[rsyslog] output plugin calling interface
david at lang.hm
david at lang.hm
Thu Apr 30 21:41:40 CEST 2009
On Thu, 30 Apr 2009, Rainer Gerhards wrote:
> I have just drawn a state diagram. It is not 100% perfect, but I think
> it conveys the idea better than the text. Anyhow, you should read it
> together with the text below, because the text is more precise. Note
> that the diagram looks only at message states, thus
> message-permanent-failure and action-permanent-failure lead to the some
> state in the diagram:
>
> http://www.rsyslog.com/modules/Static_Docs/data/action-call.png
>
> I hope it is useful.
>
> I drew it with graphvic, the dot control file is in multi-dequeue git
> branch and named action-call.dot - in case you'd like to modify ;)

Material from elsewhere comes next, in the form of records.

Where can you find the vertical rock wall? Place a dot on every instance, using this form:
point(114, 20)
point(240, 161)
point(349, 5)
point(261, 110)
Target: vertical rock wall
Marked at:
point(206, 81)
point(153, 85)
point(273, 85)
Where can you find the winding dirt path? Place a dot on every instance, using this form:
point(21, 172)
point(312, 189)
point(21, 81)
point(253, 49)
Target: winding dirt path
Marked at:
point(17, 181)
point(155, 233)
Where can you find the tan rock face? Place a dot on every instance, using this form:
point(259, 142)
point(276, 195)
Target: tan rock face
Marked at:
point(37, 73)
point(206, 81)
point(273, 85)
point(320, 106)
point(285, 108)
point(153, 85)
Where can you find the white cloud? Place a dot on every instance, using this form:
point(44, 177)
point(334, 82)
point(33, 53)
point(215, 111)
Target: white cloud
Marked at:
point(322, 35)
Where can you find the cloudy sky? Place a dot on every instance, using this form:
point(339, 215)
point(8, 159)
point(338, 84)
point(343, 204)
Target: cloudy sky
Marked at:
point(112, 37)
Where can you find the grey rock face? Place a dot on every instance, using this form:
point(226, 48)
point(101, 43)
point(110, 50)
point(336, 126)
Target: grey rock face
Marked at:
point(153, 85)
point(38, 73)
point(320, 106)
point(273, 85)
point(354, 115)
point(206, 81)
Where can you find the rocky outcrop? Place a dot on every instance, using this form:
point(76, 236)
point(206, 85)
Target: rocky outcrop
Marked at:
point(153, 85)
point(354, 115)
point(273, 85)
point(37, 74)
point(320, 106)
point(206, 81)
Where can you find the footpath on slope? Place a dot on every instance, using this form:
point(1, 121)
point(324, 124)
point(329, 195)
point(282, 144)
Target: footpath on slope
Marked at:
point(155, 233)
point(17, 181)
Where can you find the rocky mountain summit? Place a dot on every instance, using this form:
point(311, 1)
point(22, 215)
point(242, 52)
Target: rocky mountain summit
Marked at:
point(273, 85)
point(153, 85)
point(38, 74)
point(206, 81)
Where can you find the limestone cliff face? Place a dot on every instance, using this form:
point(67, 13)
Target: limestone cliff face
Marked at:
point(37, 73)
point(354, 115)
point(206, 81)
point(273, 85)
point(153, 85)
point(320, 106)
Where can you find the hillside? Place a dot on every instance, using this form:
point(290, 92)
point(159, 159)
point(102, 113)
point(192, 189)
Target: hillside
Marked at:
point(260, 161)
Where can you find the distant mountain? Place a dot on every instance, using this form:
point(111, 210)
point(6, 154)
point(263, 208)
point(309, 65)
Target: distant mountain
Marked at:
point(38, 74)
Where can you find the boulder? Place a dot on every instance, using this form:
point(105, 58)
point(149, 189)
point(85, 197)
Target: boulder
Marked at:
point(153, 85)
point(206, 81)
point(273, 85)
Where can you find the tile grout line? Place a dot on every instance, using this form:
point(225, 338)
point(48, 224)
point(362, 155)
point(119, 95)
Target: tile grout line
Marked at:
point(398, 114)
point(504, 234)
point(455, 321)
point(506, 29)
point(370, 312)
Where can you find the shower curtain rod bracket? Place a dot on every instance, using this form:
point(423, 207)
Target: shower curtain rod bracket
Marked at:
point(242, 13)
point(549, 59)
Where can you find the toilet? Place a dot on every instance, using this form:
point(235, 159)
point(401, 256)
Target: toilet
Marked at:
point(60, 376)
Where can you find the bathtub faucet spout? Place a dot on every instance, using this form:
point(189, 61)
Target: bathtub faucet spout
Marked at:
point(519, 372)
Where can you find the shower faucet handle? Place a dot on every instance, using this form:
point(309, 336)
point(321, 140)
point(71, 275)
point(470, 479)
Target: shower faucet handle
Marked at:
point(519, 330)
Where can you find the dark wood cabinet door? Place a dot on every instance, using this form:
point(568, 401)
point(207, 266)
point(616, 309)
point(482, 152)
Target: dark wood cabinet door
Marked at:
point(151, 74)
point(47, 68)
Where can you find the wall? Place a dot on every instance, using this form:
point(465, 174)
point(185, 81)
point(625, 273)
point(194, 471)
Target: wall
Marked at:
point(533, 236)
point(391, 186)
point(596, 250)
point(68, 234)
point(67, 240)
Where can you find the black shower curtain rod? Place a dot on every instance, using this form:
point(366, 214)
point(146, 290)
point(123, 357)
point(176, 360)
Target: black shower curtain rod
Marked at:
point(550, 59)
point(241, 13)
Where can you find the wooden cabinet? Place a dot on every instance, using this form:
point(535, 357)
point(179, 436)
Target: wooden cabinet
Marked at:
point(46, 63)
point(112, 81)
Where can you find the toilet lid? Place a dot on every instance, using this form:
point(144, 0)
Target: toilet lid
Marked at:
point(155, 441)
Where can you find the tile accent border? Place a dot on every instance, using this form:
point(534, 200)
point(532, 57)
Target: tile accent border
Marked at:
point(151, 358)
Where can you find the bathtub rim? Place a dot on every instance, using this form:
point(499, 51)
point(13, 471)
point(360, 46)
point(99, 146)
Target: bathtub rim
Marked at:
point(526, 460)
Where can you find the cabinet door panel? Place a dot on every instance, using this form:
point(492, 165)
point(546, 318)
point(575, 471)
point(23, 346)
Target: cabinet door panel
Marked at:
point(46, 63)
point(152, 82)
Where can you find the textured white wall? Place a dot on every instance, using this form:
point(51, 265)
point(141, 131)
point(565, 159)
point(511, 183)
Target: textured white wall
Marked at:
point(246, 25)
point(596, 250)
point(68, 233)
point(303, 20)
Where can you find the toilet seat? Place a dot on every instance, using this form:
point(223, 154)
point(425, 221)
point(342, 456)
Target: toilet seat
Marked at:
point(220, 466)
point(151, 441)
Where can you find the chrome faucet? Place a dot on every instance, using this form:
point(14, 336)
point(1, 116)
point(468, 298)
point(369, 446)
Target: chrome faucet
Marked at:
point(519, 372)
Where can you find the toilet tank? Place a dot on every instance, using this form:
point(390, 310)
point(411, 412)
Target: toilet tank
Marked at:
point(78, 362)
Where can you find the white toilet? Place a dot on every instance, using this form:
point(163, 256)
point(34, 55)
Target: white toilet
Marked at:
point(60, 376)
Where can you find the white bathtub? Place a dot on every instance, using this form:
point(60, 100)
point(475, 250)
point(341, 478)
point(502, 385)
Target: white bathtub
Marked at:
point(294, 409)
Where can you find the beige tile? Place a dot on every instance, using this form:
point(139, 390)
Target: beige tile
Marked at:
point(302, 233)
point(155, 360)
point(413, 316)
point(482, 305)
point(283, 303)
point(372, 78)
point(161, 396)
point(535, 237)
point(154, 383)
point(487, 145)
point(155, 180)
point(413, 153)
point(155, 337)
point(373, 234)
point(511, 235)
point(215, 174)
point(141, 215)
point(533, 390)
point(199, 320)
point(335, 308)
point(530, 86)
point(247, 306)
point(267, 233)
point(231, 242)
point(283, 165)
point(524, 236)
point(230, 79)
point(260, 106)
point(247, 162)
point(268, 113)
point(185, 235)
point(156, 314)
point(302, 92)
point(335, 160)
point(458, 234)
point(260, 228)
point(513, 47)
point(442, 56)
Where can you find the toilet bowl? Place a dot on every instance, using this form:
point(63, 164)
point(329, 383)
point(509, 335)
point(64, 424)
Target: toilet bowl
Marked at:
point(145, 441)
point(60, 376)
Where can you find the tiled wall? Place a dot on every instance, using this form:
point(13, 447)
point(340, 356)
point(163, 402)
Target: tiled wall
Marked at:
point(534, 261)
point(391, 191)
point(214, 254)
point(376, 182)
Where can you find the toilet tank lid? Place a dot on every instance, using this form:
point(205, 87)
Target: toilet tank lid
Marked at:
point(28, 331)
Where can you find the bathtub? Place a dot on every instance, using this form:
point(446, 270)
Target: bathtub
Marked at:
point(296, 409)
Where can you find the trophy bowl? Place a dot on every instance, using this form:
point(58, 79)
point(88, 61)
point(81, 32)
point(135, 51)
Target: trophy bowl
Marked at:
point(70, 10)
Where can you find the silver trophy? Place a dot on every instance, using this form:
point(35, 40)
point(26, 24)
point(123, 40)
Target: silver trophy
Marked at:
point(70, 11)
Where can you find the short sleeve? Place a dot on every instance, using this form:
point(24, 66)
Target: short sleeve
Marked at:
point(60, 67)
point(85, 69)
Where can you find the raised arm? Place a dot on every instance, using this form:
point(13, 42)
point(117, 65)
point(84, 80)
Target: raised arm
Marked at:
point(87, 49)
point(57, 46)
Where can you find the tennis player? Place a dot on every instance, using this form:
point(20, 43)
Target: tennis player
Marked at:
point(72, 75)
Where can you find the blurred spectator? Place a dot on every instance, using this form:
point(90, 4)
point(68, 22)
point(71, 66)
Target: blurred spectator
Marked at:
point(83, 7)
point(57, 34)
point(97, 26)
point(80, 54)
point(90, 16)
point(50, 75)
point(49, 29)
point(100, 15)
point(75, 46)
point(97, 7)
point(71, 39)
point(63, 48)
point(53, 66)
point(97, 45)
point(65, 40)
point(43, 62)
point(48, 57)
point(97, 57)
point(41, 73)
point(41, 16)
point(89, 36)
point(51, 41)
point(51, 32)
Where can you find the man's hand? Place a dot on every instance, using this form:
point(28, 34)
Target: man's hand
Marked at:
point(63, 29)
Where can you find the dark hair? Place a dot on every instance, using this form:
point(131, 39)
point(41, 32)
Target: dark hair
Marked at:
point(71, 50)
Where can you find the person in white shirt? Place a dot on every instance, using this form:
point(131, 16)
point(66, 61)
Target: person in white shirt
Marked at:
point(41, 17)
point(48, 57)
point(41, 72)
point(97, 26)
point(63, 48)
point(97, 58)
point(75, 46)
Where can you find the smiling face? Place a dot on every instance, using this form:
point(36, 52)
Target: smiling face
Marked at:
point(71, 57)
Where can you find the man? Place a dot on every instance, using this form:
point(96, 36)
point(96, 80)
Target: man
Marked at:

this is definantly useful and I believe accuratly represents what you have
described.
what I was proposing would be slightly different
from commit pending you would have a third possible result
change the endTransaction _SUSPENDED to endTransaction _SUSPENDED, b=1
add another line endTransaction _SUSPENDED, b>1 that changes b=b/2 and
goes back to 'ready for processing'
then on the 'retry succeeds' line change b=Batch_Size
David Lang
> Rainer
>
> On Thu, 2009-04-30 at 19:00 +0200, Rainer Gerhards wrote:
>> I forgot to mention one other subtle, but important issue. I add it down
>> below in the right context:
>>
>>> -----Original Message-----
>>> From: rsyslog-bounces at lists.adiscon.com [mailto:rsyslog-
>>> bounces at lists.adiscon.com] On Behalf Of Rainer Gerhards
>>> Sent: Thursday, April 30, 2009 5:47 PM
>>> To: rsyslog-users
>>> Subject: Re: [rsyslog] output plugin calling interface
>>>
>>> David,
>>>
>>> one more note. I think I have basically solved the initial discussion topic
>>> (with the *action* look and I am back at the overall picture). I will write
>>> up on the action lock later, I think I can save some time when we go down
>> the
>>> the other topic first.
>>>
>>> Rest inline below...
>>>
>>>
>>>> -----Original Message-----
>>>> From: rsyslog-bounces at lists.adiscon.com [mailto:rsyslog-
>>>> bounces at lists.adiscon.com] On Behalf Of david at lang.hm
>>>> Sent: Thursday, April 30, 2009 1:32 AM
>>>> To: rsyslog-users
>>>> Subject: Re: [rsyslog] output plugin calling interface
>>>>
>>>> On Wed, 29 Apr 2009, Rainer Gerhards wrote:
>>>>
>>>>>>
>>>>>> the key to the locking is to try to both minimize the work
>>>>>> done inside the
>>>>>> lock, and minimize the time the lock is held.
>>>>>>
>>>>>> in general I think the locking should be something along the lines of
>>>>>>
>>>>>> doStartbatch()
>>>>>> lock action mutex
>>>>>> multiple doAction() calls
>>>>>> unlock action mutex
>>>>>> doEndbatch()
>>>>>
>>>>> I overlooked a very important point, and it now appears to me. I *must*
>>> lock
>>>>> the complete batch, including doEndBatch(). The reason is that a single
>>>>> app-level transaction otherwise has no definite start and end point. So
>>> we
>>>>> would not know what is committed and what not (if another thread puts
>>>>> messages into the transaction queue. That breaks the whole model. The
>>> only
>>>>> solution is to hold the lock during the whole tranaction. As you
>> outline,
>>>>> this should not be too long. Even if it took considerable time, there
>>> would
>>>>> be limited usefulness in interleaving other doAction calls, as this
>> would
>>>>> simply cause additional time. At this point, I think there is no real
>>>> benefit
>>>>> in running multiple threads concurrently.
>>>>
>>>> you really don't want to hold the lock through the doEndBatch() call,
>> that
>>>> can potentially take a _long_ time, and that is the time when you most
>>>> want the ability to have other things accessing the queue (note that I
>> may
>>>> be misunderstanding the definition of the lock here)
>>>>
>>>> the output module will be tied up this entire time, but you need other
>>>> things to be able to access the queue (definantly addding things to the
>>>> queue, but there is a win in having the ability for another reader thread
>>>> to be pushing things to a different copy of the output module at the same
>>>> time)
>>>>
>>>> so this means that when you are goign through and doing the doAction()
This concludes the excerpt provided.